I have learned a lot since then, but the concern - will it grow - is the same each year The only advice I can offer to help with the fear is to just take that first step, which you are doing if you’re still reading. I find experience tempers that fear, and I take a deep breath and start my list making.

Yeas, I still keep lists, and they change from year-to-year. Some seasons I only have a few minutes a day or even a week to work in my garden, and those are the years I stick to my planting table and a few containers. I did this when we spent a summer living downtown in the city due to work. Some years I have days or even weeks without interruption and those are the years when the exterior of my home looks like a small jungle. Only you know how much space, time and effort you have to give to your garden. There are no right or wrong answers when it comes to garden size. It all depends on how many people you have to feed, how much you want your garden to supplement (or replace) your grocery budget. These past few years, and most likely again this year, will be a smaller garden for a few reasons:

* Family obligations. Our travel obligations have been steadily increasing. With older kids and aging family spread out across the country, we find ourselves on the road more often than not in the summer months. Sports, family events, college all fight to deprive us of our little homestead’s comfort each summer.

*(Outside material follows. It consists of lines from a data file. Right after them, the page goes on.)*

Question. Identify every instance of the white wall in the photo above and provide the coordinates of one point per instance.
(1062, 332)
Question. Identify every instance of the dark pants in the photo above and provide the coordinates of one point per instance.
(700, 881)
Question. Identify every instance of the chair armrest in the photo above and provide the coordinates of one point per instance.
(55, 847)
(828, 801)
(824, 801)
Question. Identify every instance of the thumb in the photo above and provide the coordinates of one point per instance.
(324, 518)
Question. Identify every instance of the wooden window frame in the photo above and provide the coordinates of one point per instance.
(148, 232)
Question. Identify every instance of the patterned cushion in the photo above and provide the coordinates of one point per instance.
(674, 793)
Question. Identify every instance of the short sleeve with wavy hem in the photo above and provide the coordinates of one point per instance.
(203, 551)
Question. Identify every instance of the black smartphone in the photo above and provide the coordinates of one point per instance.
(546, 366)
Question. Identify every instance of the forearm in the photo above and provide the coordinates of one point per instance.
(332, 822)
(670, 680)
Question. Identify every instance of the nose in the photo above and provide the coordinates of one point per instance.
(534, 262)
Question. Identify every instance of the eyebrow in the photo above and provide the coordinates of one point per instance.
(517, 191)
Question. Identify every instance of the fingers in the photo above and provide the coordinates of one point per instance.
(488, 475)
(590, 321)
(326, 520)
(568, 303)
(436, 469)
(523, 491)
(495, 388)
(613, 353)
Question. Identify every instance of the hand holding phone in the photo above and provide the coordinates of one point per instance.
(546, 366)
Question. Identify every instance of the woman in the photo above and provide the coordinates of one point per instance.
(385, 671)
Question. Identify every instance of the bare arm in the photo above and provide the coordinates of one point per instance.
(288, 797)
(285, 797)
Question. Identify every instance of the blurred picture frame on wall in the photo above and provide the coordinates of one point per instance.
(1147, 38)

*Health constraints. Living with an autoimmune disorder is never easy, living with multiple ones makes it a harder every year to commit to a big garden. We now have a smaller garden that produces more of the main things we eat and an ‘indoor garden’ in winter to produce our herbs and greens.

* Local Agriculture. We are blessed with many producers within a reasonable distance from our farm, as well as a year-round farmers market in our little town. We love supporting our local farmers. From milk to meat to veggies, we know small farmers are a dying breed. We are hoping that our weekly purchases help support these small businesses and in turn they provide us with healthy, organic, local food. We love going to our local farmer’s market and co-op. It’s a chance to explore new foods, meet up with friends, meet new friends and learn about farming. There’s nothing I love more than grabbing a cup of locally roasted coffee and filling my market basket with tasty food for the week.

* The future. As we move toward retiring to a sailboat. We plan on living mostly off-grid and sustainably, as well as in a more global manner. We understand that we won’t be able to grow much on our boat (if anything at all – though heaven knows I’ll try). It might be a few containers of veggies up on deck, a pot or two of basil and chives on a window ledge, or if I can figure it all out in time - a hydroponic setup that provides us with the bulk of our veggies and herbs. Either way, we’re learning what we want to grow as essentials, and what we can buy or forage in port.

Each of these reasons on their own would be enough to justify a smaller garden, but combined it just doesn’t make sense for us to have acres of gardens – even though we could do large-scale production if we wanted to. As we grow older, we find our needs change, and adaptability is crucial to growing older not only wisely, but well.